Volume 1
The Hitchhiker’s Guide to Cloud Databases
This book is a map of modern data and analytics technologies and to navigate the labyrinthine web of disparate architectures and approaches. It distills and synthesizes the writer’s experiences in dealing with a multitude of products, architecture choices and solution tradeoffs.
The data management world is a confusing jumble of competing and overlapping technologies. There are numerous and overwhelming choices and options to modernize current infrastructure. The noise is only getting shriller by the day. This book attempts to declutter the mess and provide clarity on the end-to-end data and analytics lifecycle. Volume 1 of the book covers the area of cloud and databases.
table of contents
Chapter 1: Introduction
Chapter 2: Hybrid Multi Cloud
Chapter 3: Data Analytics Cloud Capabilities
Chapter 4: Data Stores Classification
Chapter 5: Data Stores Characteristics
Chapter 6: Data Stores Products
Chapter 7: Analytical Data Persistence
Chapter 8: Analytical Data Store Products
Chapter 9: Data Migration
Three things to know about this book:
Heavy emphasis on tactical advice. The best strategy is execution. There is no better alternative than to experiment and execute. Every failure is a step towards eventual success. This book explores methodologies with concomitant technical implementations to experiment quickly, learn lessons and refine deployments. It favors concrete examples over abstract concepts. Decision-making is being pushed down and developers and engineers have more power today than any time in the past.
Liberal use of vendor products. Concepts come to life with real world examples of their implementations. This book is not a comparison of competing products but uses the products to demonstrate the architectural choices, landscape and case studies. Good products stagnate and new products are constantly introduced. What used to be cutting edge, such as the use of ML in a product, have become table stakes over time and no longer provide a competitive edge. Hence readers are advised to always check the vendors’ documentation for the newest update. Use this book as a guide.
A giant list of lists. The goal is to list the most reasonable and well known technological choices in order to provide a navigational map for the various topics that cut across the end-to-end data and analytics pipeline. But why lists? Lists are everywhere. Even history is an ordered list of events (which is essentially what a streaming engine like Kafka is). Lists help readers discern lessons and patterns to deploy the good ones, reject the bad ones and devise new enhancements. This book follows the MECE principle to capture possible reasonable approaches without repetition although it is not always easy to do so.

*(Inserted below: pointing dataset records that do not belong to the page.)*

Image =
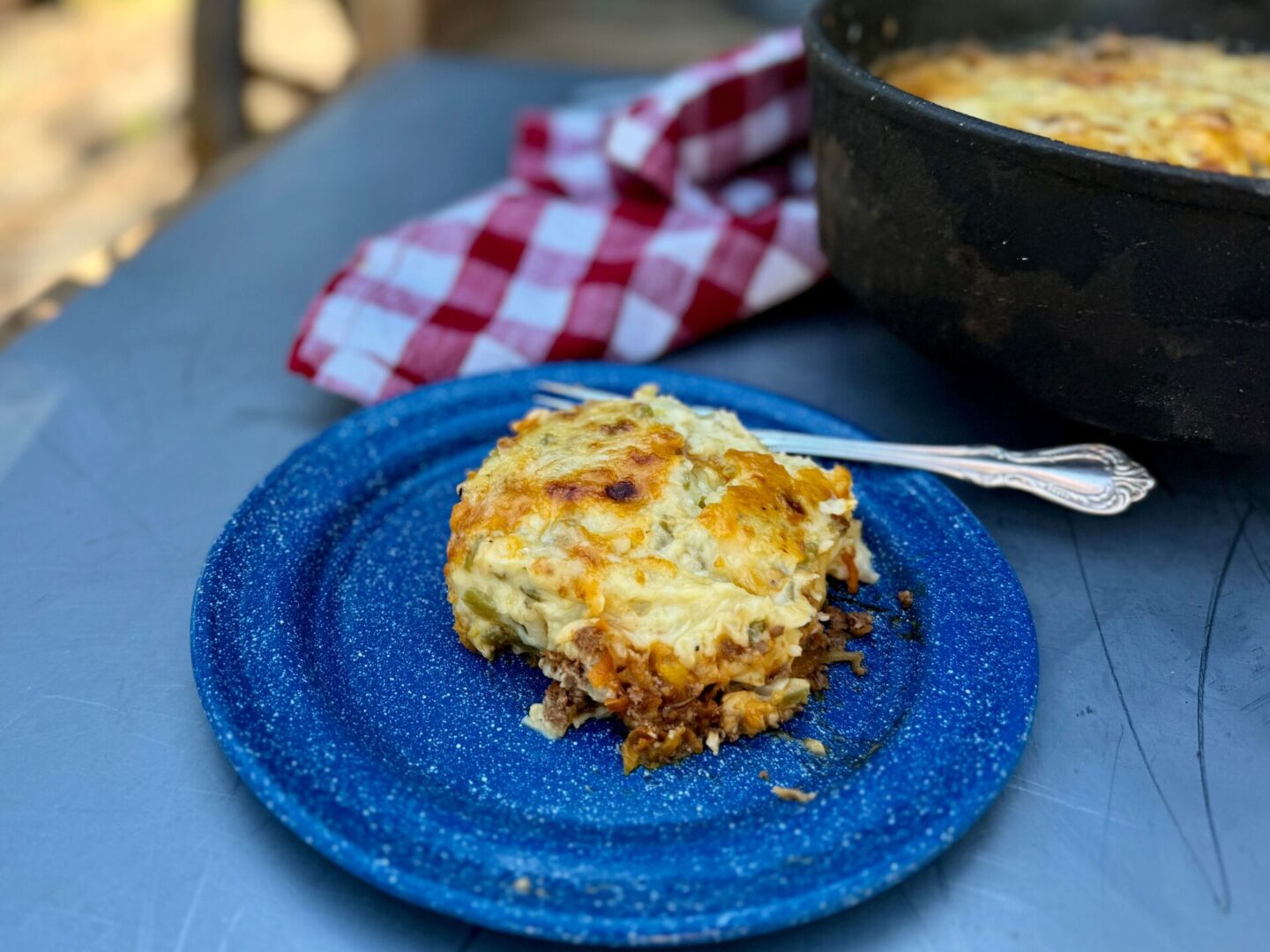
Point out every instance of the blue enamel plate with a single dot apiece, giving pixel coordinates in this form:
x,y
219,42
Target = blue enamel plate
x,y
328,666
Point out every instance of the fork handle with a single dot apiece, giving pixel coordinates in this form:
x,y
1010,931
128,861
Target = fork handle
x,y
1088,478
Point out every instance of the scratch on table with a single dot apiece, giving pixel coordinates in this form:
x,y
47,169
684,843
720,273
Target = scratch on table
x,y
1052,799
1200,689
1133,729
228,929
84,701
1106,819
88,476
917,914
183,936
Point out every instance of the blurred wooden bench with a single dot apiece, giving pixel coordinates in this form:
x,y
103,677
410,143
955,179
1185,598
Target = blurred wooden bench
x,y
384,29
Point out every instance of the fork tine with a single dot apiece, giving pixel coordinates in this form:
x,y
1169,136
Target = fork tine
x,y
553,403
577,391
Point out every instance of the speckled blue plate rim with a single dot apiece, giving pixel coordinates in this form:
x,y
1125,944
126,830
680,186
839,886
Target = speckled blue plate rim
x,y
507,917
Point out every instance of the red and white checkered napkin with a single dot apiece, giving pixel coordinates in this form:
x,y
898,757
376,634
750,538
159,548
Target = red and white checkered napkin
x,y
619,236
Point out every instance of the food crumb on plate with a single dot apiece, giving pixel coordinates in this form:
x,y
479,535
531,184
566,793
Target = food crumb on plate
x,y
794,795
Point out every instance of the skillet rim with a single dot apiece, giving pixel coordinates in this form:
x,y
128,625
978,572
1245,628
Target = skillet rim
x,y
1233,193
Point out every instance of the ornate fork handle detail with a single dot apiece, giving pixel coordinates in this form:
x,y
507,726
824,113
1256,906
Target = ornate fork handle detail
x,y
1088,478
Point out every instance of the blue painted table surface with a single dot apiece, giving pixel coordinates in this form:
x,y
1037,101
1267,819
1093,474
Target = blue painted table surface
x,y
131,427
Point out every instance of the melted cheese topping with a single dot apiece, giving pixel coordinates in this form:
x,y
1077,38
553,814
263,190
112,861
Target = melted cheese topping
x,y
651,556
1183,103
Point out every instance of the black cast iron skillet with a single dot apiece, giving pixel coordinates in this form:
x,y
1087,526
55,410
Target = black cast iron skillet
x,y
1125,294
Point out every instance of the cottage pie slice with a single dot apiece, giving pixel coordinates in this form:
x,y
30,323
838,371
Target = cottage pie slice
x,y
661,565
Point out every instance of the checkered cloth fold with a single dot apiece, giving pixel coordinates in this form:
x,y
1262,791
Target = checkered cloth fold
x,y
619,236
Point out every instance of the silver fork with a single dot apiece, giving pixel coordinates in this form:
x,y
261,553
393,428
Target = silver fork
x,y
1088,478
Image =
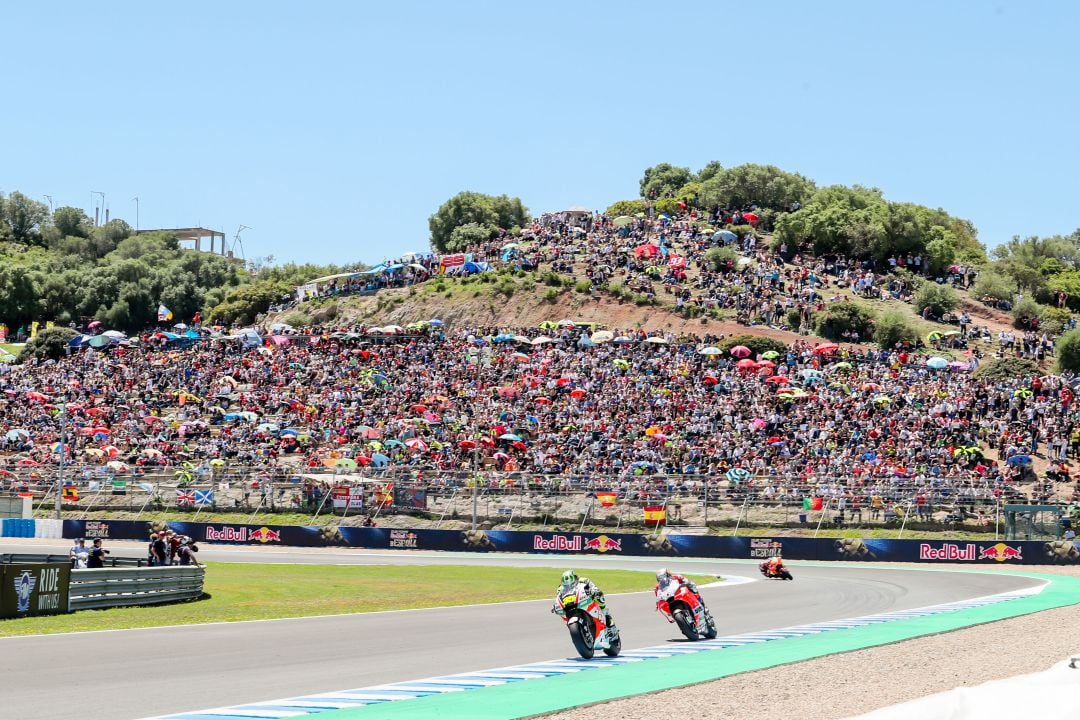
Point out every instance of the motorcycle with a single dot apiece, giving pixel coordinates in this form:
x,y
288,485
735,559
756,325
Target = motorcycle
x,y
585,620
685,608
783,573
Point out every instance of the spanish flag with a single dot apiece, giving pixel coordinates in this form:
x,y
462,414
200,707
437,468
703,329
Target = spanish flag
x,y
656,515
607,499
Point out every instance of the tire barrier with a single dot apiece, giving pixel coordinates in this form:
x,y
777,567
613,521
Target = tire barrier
x,y
591,543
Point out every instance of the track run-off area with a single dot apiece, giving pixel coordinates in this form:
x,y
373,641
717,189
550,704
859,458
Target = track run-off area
x,y
507,660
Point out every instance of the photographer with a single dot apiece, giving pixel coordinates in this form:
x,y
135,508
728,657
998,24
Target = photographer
x,y
97,554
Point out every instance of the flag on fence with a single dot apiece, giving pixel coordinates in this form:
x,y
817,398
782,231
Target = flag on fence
x,y
656,515
385,496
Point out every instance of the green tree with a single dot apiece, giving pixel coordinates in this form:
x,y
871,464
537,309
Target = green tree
x,y
1068,351
477,208
893,327
766,186
845,316
934,299
993,284
71,221
663,178
22,217
712,168
51,343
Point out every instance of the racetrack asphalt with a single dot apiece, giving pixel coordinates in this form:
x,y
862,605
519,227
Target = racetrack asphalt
x,y
123,675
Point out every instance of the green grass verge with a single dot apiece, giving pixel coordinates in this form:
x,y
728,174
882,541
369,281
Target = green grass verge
x,y
240,592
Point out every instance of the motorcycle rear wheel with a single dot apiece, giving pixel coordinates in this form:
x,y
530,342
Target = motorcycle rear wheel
x,y
582,638
685,624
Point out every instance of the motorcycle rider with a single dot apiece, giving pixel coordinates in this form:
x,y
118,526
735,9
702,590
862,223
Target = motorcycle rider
x,y
569,582
665,576
772,567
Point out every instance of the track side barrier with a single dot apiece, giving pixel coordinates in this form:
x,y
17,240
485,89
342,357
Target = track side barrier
x,y
592,543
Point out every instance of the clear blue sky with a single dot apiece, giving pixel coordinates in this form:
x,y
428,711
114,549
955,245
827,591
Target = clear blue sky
x,y
335,128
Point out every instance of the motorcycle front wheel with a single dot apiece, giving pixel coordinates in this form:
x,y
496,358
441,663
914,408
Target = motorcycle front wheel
x,y
685,624
582,638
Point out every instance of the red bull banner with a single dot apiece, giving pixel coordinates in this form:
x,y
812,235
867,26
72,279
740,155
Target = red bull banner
x,y
670,543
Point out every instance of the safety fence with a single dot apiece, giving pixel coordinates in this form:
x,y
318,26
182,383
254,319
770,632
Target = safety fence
x,y
669,544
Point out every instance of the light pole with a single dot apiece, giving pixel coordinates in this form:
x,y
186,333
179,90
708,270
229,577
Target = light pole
x,y
59,475
97,192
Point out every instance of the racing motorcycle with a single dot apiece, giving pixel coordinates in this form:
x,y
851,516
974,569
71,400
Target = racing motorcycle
x,y
784,573
585,620
685,608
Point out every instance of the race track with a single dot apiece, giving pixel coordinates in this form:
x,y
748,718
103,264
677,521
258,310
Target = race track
x,y
134,674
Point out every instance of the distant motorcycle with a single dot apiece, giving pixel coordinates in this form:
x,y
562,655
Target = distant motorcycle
x,y
585,620
783,573
685,608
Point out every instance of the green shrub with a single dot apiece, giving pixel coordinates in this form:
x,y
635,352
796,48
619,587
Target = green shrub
x,y
892,328
1068,351
939,299
1007,368
845,316
1025,311
718,257
993,284
756,343
51,343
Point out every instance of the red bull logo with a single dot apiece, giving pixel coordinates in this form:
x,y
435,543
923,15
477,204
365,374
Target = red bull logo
x,y
604,544
556,543
947,552
265,534
1000,552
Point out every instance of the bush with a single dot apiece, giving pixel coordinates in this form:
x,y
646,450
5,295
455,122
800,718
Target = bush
x,y
1053,321
937,299
841,317
552,279
1007,368
756,343
1024,312
1068,351
51,343
720,258
893,328
995,285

This volume starts with a peek at the challenges facing modernizing the data value chain. It then covers guiding principles for building modern data and analytics pipelines. The major focus of this volume is in understanding the key cloud capabilities as they pertain to the data space.
Data stores are the foundation of any data and analytics architecture. The problem is that there are over 300 active databases and more new ones are constantly being added. This book has developed a number of taxonomies to parse the vast space of operational databases, analytical offerings, relational databases, NoSQL or non relational; databases and open source technologies. It analyzes products that offer different data models such as graphs, time series, JSON documents etc.
The last chapter of the book provides guidance on migration strategies between legacy and new options.